Le Conseil constitutionnel, dans sa décision du 15 mars 1999, examine la loi organique déterminant le fonctionnement des institutions et les compétences d’un territoire au statut spécifique. Le 5 mai 1998, un accord fut signé à Nouméa entre les autorités gouvernementales et les représentants politiques locaux afin d’organiser l’évolution institutionnelle de cet espace géographique. La loi constitutionnelle du 6 juillet 1998 a créé un cadre transitoire permettant au législateur de déroger temporairement à certains principes républicains pour stabiliser la situation locale. Le Parlement a adopté le texte organique le 16 février 1999, entraînant une saisine obligatoire du juge constitutionnel pour vérifier la conformité de ces règles d’organisation inédites. Le litige porte notamment sur les conditions d’élection des assemblées locales, l’accès privilégié à l’emploi et les modalités précises de la future consultation sur la souveraineté. Le juge doit déterminer si ces dispositions respectent les orientations de l’accord de Nouméa sans porter une atteinte excessive aux libertés fondamentales garanties par le bloc constitutionnel. Le Conseil valide la majorité des articles mais censure les mesures d’inéligibilité automatique et le raccourcissement du calendrier électoral prévu pour le scrutin d’autodétermination du territoire. Le juge confirme ainsi la validité d’un ordre juridique territorial dérogatoire avant de censurer les atteintes portées aux garanties individuelles et aux engagements politiques fondamentaux.
I. L’admission d’un ordre juridique territorial dérogatoire
A. La consécration de l’accord de Nouméa comme norme de référence
Le juge constitutionnel reconnaît une valeur juridique particulière aux orientations politiques signées entre les autorités publiques et les forces vives locales pour définir le statut territorial. Il affirme ainsi que « le contrôle du Conseil constitutionnel sur la loi organique doit s’exercer non seulement au regard de la Constitution, mais également au regard de l’accord ». Cette solution audacieuse permet d’intégrer des principes dérogatoires dans le bloc de légalité suprême, tout en limitant ces exceptions à ce qui est « strictement nécessaire » à leur réalisation. L’équilibre trouvé assure la sécurité juridique du processus institutionnel sans pour autant abandonner la primauté des règles constitutionnelles fondamentales hors du champ des dérogations expressément prévues.

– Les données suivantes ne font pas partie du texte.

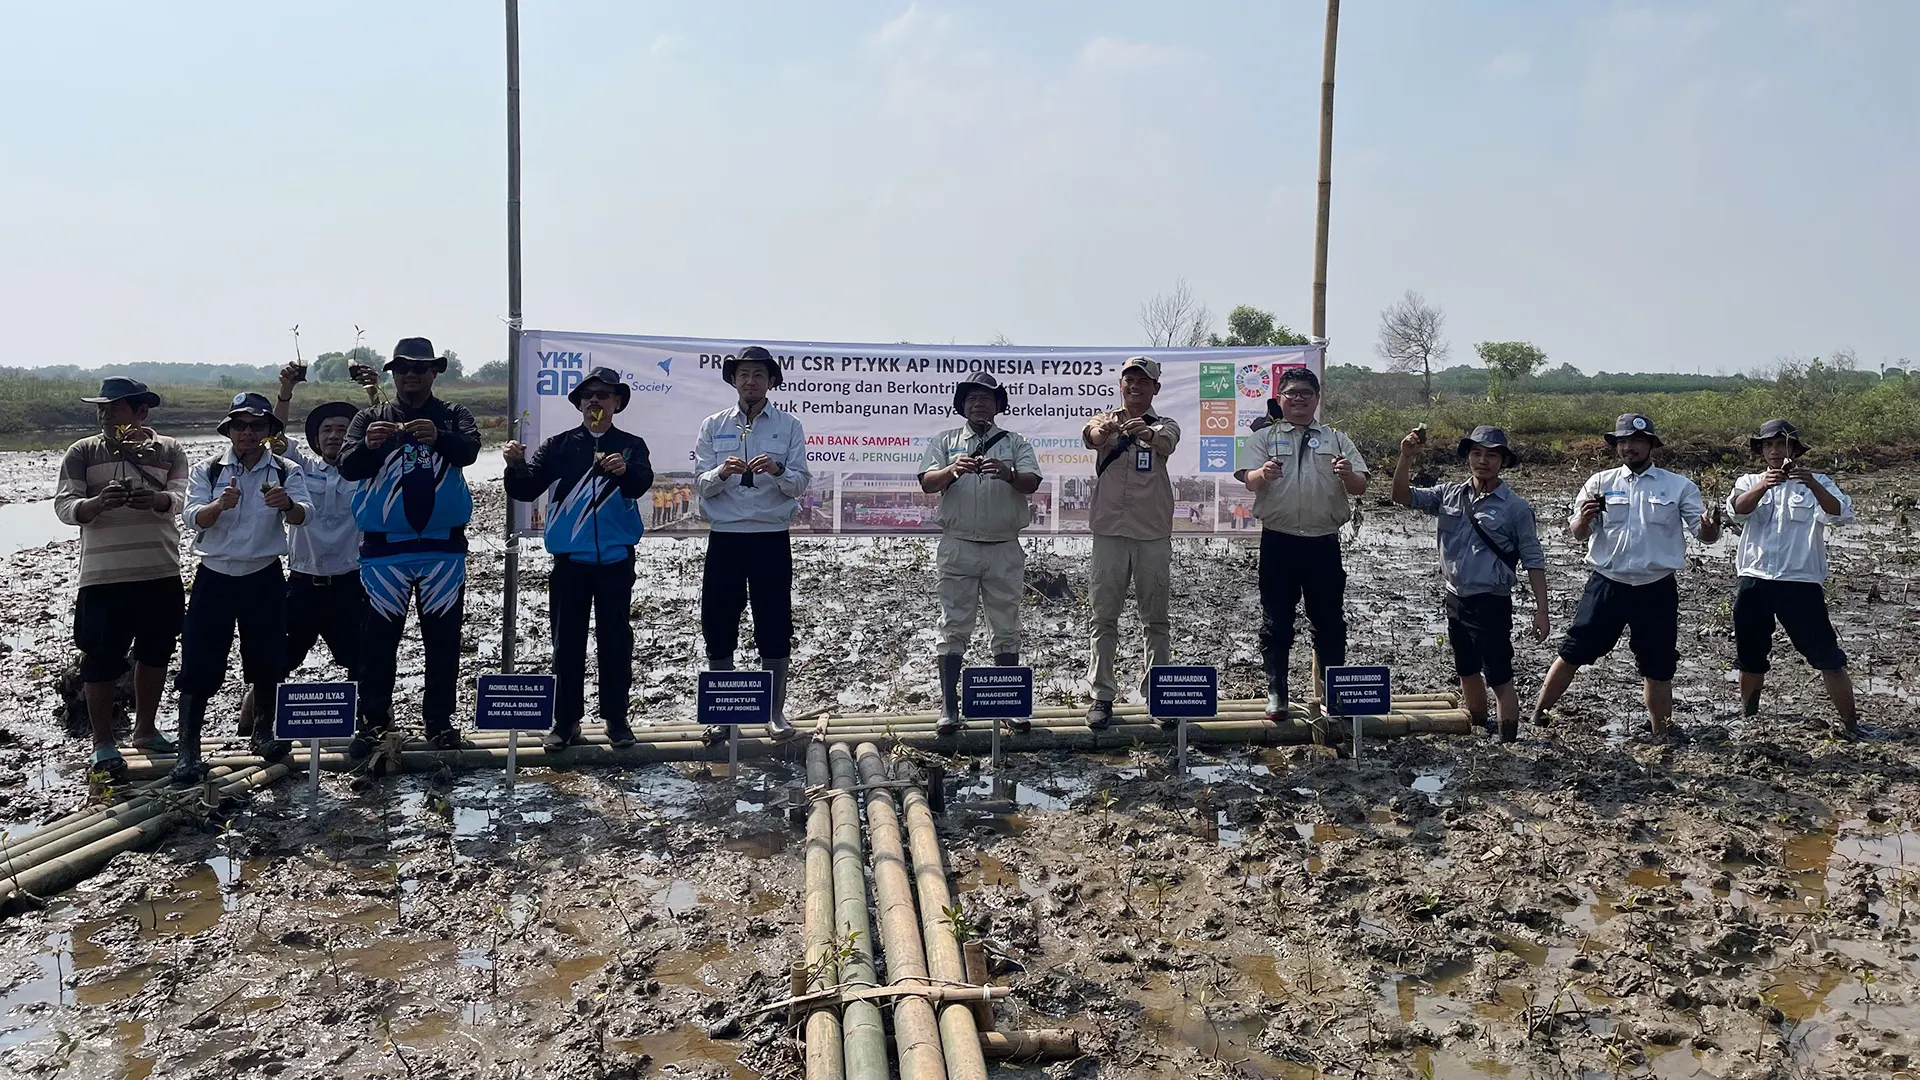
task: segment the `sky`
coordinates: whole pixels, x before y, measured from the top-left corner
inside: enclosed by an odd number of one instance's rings
[[[525,313],[605,333],[1133,345],[1184,279],[1310,323],[1324,6],[526,0]],[[15,2],[0,363],[469,368],[507,314],[501,5]],[[1920,362],[1908,0],[1342,12],[1329,360]]]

B. L’encadrement de la priorité d’accès à l’emploi local
Le Conseil admet que des mesures favorisant l’accès au travail pour les habitants durablement établis sur le territoire trouvent un fondement légitime dans les dispositions constitutionnelles nouvelles. La loi prévoit des dispositifs « visant à favoriser l’exercice d’un emploi salarié » pour les citoyens et les personnes justifiant d’une durée de résidence suffisante dans la collectivité. Cependant, le juge précise que ces restrictions doivent reposer sur des critères objectifs et rationnels en relation directe avec l’objectif de promotion de l’activité économique locale. La durée de résidence exigée ne saurait excéder dix ans, seuil déjà fixé pour l’accès à la citoyenneté locale, évitant ainsi toute rupture disproportionnée avec le principe d’égalité.
II. La protection des garanties fondamentales et de la parole donnée
A. La censure de l’inéligibilité automatique au regard de la nécessité des peines
Le juge constitutionnel censure fermement la disposition législative qui interdisait à un citoyen d’exercer un mandat électif à la suite d’une procédure de liquidation ou de faillite. En se fondant sur la Déclaration de 1789, il rappelle que toute peine doit être strictement nécessaire et surtout prononcée de manière individualisée par une autorité judiciaire. Il considère en effet que « l’incapacité d’exercer une fonction publique élective ne peut être appliquée que si le juge l’a expressément prononcée en tenant compte des circonstances ». Cette décision protège les droits politiques individuels contre des déchéances automatiques qui priveraient le citoyen de sa capacité à représenter ses pairs sans examen préalable de sa faute.
B. La sauvegarde de l’intégrité du processus d’autodétermination
Le Conseil veille au respect rigoureux de l’échéancier politique en invalidant la suppression d’une troisième consultation électorale prévue par les signataires du pacte de décolonisation du territoire. L’accord stipulait explicitement qu’en cas de résultats négatifs successifs, une troisième étape devait être organisée avant de réunir les partenaires pour examiner la suite de l’évolution politique. Le juge estime que le législateur a méconnu l’obligation de « respecter les orientations définies par l’accord » en limitant indûment le nombre de scrutins offerts aux populations locales concernées. Enfin, il confirme la validité du corps électoral restreint en jugeant que la condition de dix ans de domicile doit s’apprécier à la date effective de chaque élection.